When the court’s sense of equity collides with a statute, the Supreme Court held in Law v. Siegel, 134 S. Ct. 1188, 188 L. Ed. 2d 146, 82 U.S.L.W. 4140 (2014), that the statute prevails when it comes to exemptions.
Relying on Law, Chief Bankruptcy Judge Carl L. Bucki of Buffalo, N.Y., held that a debtor was entitled to a homestead exemption, although she made the claim 19 years after receiving a chapter 7 discharge.
The debtor-to-be owned her home in fee simple. In 1992, she recorded a deed where she retained a life interest but transferred the remainder interest to her children jointly. In 1998, at age 77, she filed a petition and got a discharge the same year. She did not schedule her life estate among her assets. Unaware of the home, the trustee reported a “no asset” case.
In 2016 the woman and her children sold the property to a third party in a sale that generated $50,000 in net proceeds, Judge Bucki said in his March 22 opinion. The buyer objected to the quality of title, forcing the sellers to put the proceeds in escrow.
To clear up title, the debtor retained new counsel, who reopened her 1998 bankruptcy in 2017 and amended her schedules to show the life estate and to claim the New York homestead exemption, which was $10,000 in 1998. The trustee and the debtor, then age 96, agreed that the actuarial value of the life estate was about $32,000 in 1998.
The trustee objected to the exemption, contending that the debtor acted in bad faith and that creditors were prejudiced by the 19-year delay in generating estate assets. Although it apparently did not factor much in Judge Bucki’s decision, the debtor’s counsel argued that the debtor made an innocent mistake because she did not understand the concept of a life estate.
Rather than focusing on the debtor’s culpability, Judge Bucki said the decision turned on Law. He focused on the high court’s statement that Section 522 “does not give courts discretion to grant or otherwise withhold exemptions based on whatever consideration they deem appropriate . . . . [T]he court may not refuse to honor the exemption absent a valid statutory basis for doing so.”
Although Law dealt with surcharging an exemption and the case at hand sought to deny an exemption, the “distinction is without consequence,” Judge Bucki said. Either “characterization seeks the same outcome of depriving the debtor of a statutory right . . . even now, many years after the order for relief.”
Judge Bucki also cited dicta in Law for the proposition that the allegedly fraudulent concealment of an asset is no bar to allowing an exemption.

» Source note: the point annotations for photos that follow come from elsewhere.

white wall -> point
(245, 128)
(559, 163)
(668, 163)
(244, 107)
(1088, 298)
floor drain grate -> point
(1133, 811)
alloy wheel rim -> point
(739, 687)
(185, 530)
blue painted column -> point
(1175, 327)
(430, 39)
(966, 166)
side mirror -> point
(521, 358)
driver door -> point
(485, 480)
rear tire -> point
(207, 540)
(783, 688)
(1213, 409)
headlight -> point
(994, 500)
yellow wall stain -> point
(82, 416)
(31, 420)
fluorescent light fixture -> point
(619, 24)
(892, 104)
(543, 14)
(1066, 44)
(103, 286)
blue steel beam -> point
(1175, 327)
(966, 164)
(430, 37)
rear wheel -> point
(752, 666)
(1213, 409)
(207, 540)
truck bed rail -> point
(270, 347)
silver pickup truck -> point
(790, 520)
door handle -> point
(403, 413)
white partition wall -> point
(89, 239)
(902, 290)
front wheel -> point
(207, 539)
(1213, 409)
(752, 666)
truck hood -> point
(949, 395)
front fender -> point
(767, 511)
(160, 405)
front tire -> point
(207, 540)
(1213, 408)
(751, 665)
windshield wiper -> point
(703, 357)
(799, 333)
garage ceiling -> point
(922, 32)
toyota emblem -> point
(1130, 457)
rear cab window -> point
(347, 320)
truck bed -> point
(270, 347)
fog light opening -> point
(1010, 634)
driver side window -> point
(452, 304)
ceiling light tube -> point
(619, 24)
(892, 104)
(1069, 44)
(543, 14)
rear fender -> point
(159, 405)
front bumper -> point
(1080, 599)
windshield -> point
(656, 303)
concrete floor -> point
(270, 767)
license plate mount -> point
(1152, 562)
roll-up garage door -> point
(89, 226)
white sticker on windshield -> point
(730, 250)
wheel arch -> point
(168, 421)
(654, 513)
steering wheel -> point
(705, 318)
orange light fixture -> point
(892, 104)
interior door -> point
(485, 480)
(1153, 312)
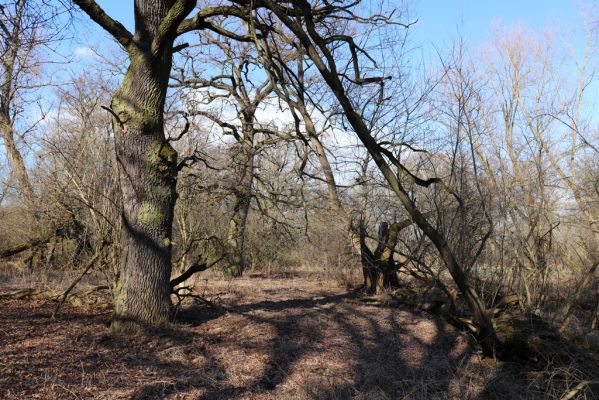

Judge Bucki declined to follow cases where courts required debtors to show excusable neglect when seeking to amend exemptions in reopened cases. Citing the Ninth Circuit Bankruptcy Appellate panel, he said that Bankruptcy Rule 9006(b) does not apply because the Code does not require the amendment of schedules within a specified time.
Allowing the debtor a $10,000 homestead exemption, Judge Bucki did not lay down a hard and fast rule. He said that his opinion “does not address the possibility that in some unusual circumstances, a debtor may be estopped from claiming an exemption.”